I’ll claim slutty sister
Oh yeah, and how can we forget, we only want the nice people to answer our questions
Oh my God, you said “pancake” <shudder> I need a smoke.
As long as you’re not trying to use Fluther to sell your unwanted fish tank, you’re golden :)
I’m a total perv and @Symbeline is mine! All MINE!
We like to hang out at an online tea party site (no, not that tea party—the kind with actual tea and scones and teacups made by artsy relatives).
And just remember this, if anything gets too intense, just start talking about food! Anything from barbecue to popcorn balls will calm the savages.
I first read that as Tri-tits.
@blueberry_kid As it happens, @Symbeline and I have the same name, as well. Only I have it for both my first and middle name! And also my last name, if necessary! So,nyeh!
No, @blueberry_kid. You were not @blueberry_kid before. So when you change your fluther name, you must also change your real name. Therefore you are no longer who you used to be. Your claims have no validity. Besides which, you’re not old enough. You’d be breaking laws in 203 countries and 94 states and municipalities, not to mention the law of the sea.

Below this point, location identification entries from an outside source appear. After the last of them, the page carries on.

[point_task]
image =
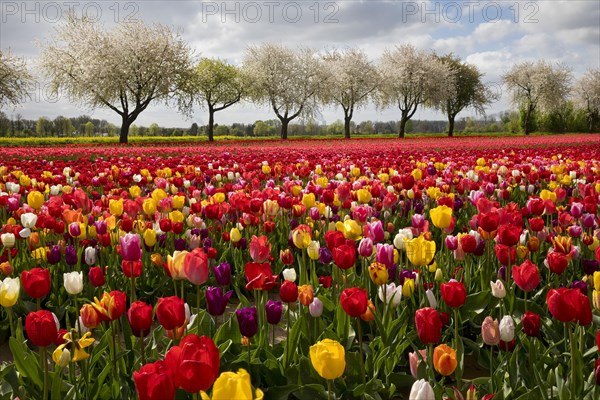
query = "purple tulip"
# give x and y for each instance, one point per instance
(418, 221)
(588, 220)
(375, 231)
(325, 255)
(131, 249)
(406, 274)
(385, 254)
(74, 229)
(274, 311)
(54, 255)
(247, 321)
(70, 255)
(216, 301)
(589, 266)
(575, 231)
(576, 210)
(222, 273)
(451, 242)
(365, 247)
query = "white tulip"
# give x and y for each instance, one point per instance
(73, 282)
(392, 294)
(8, 240)
(507, 328)
(289, 274)
(421, 390)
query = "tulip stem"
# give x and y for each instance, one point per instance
(132, 286)
(491, 369)
(287, 338)
(10, 322)
(362, 361)
(198, 310)
(142, 347)
(44, 365)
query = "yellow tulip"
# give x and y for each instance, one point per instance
(175, 264)
(420, 252)
(378, 273)
(219, 197)
(302, 236)
(235, 235)
(547, 195)
(176, 216)
(350, 228)
(441, 216)
(179, 202)
(328, 358)
(158, 195)
(135, 191)
(408, 288)
(597, 280)
(150, 237)
(363, 196)
(308, 199)
(231, 385)
(149, 206)
(9, 291)
(35, 200)
(116, 207)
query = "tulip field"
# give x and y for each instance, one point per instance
(423, 268)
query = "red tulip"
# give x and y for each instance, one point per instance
(354, 301)
(557, 262)
(288, 292)
(41, 327)
(194, 363)
(429, 325)
(195, 266)
(344, 256)
(260, 249)
(526, 276)
(334, 239)
(96, 276)
(531, 324)
(154, 382)
(509, 235)
(140, 318)
(131, 268)
(453, 293)
(502, 253)
(489, 221)
(259, 276)
(36, 282)
(569, 305)
(468, 243)
(170, 312)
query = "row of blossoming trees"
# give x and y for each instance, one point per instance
(101, 68)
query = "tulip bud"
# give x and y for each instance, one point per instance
(316, 308)
(289, 274)
(498, 289)
(421, 390)
(507, 328)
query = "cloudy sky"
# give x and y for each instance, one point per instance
(490, 34)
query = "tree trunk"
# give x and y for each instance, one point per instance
(347, 120)
(284, 125)
(125, 124)
(403, 122)
(450, 125)
(211, 124)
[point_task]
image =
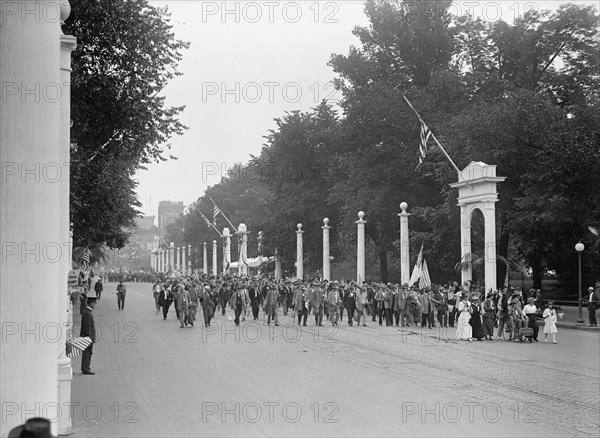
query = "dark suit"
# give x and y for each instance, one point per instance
(165, 299)
(254, 301)
(88, 328)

While you two are fighting, I’ll just claim @Symbeline for myself. I’m the one with the biggest, fluffiest, most comfy pillows anyway.
The way to my heart is through pillows. ^^ I’m totally larvaing everyone fighting over me.
Shoot! Naked pillow fights with hot chicks! What’s not to lurve?
Ummm…. there’s no fighting going on. @Symbeline is reclining across my pillows, as I feed her grapes and fan her, and treat her like the goddess she is.
Saving people from zombies sure has its merits.
Ah @WillWorkForChocolate You clearly have no idea what is going on inside my head. We’ll just keep it that way. Enjoy your pillows. @Symbeline and I have better things to do. As her reward for saving the world from zombies.
Although we are going to have to have a discussion about bad movies!